# Recommended ETFs in the current situation of a possible overheated US market



## Cliff Clavin (Mar 8, 2021)

Hi,
I'm a newbie to this forum and looking to get some investing advice. I am interested in using ETFs instead of individual stocks. I generally would turn to Vanguard or Blackrock and use VEQT or XEQT but they are 41-45% weighted toward the US market and I am concerned that might be a bit too much exposure based on the current valuations. My thought is to change the allocation and buy the individual ETFs for the other regions with greater allocation to Canada, Emerging Markets, Europe etc. I would appreciate any input from the forum.
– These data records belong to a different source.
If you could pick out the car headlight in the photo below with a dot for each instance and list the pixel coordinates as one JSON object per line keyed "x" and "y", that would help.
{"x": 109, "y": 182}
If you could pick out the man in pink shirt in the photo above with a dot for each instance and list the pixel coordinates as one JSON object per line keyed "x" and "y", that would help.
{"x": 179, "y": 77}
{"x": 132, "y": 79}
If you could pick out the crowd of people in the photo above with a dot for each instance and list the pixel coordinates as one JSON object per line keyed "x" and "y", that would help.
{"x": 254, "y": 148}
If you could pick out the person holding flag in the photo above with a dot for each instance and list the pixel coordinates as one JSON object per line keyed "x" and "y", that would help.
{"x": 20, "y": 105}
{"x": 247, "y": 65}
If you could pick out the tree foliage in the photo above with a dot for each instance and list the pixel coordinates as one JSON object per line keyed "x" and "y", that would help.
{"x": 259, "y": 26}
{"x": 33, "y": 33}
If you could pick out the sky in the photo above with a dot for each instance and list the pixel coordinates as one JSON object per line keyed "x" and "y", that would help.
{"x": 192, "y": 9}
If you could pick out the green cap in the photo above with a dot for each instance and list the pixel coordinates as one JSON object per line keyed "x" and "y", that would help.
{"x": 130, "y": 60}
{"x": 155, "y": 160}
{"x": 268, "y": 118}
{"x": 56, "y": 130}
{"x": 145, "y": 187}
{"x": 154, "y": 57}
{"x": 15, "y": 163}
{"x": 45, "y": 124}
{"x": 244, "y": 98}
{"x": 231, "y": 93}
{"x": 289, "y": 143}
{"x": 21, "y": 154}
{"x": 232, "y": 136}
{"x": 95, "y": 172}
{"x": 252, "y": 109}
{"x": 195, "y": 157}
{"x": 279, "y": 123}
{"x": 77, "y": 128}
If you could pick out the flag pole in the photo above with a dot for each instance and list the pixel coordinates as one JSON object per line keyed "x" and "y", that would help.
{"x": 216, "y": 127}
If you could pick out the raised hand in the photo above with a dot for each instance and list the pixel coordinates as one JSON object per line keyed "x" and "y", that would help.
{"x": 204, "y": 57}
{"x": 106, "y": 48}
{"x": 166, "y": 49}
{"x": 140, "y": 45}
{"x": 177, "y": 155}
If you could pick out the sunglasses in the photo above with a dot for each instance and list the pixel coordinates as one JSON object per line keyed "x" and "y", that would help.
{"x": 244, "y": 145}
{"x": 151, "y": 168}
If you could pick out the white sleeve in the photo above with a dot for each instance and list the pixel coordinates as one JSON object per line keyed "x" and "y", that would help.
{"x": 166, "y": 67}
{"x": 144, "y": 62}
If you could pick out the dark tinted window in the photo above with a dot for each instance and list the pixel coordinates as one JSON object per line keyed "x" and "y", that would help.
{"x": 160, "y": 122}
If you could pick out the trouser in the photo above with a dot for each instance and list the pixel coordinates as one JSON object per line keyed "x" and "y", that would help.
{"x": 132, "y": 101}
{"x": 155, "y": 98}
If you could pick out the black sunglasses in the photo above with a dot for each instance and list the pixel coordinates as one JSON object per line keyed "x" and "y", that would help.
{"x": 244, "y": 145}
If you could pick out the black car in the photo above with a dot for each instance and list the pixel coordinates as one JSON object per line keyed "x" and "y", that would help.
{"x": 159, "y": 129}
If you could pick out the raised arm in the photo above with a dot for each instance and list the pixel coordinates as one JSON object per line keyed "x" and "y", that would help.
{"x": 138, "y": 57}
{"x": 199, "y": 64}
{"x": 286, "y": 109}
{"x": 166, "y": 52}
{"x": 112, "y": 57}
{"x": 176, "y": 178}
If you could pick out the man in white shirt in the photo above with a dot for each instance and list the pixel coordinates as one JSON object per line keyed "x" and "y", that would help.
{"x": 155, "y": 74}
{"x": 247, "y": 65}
I am a bit unsure of whether to even invest now as there is a talk of a "bubble", but others are saying there will be tremendous growth. 
Thanks in advance,
Mike


----------



## MrBlackhill (Jun 10, 2020)

40%-45% weighting in US seems actually already pretty low and that's thanks to VEQT's and XEQT's home bias that overweights in Canada instead of US.

Give a look at VDU (developed ex-US), ZEM (emerging markets) and XIU (Canada's TSX 60).


----------



## Ponderling (Mar 1, 2013)

IXUS is a usd near equal to VDU in that it excludes holding us stocks , but is denominated in USD. 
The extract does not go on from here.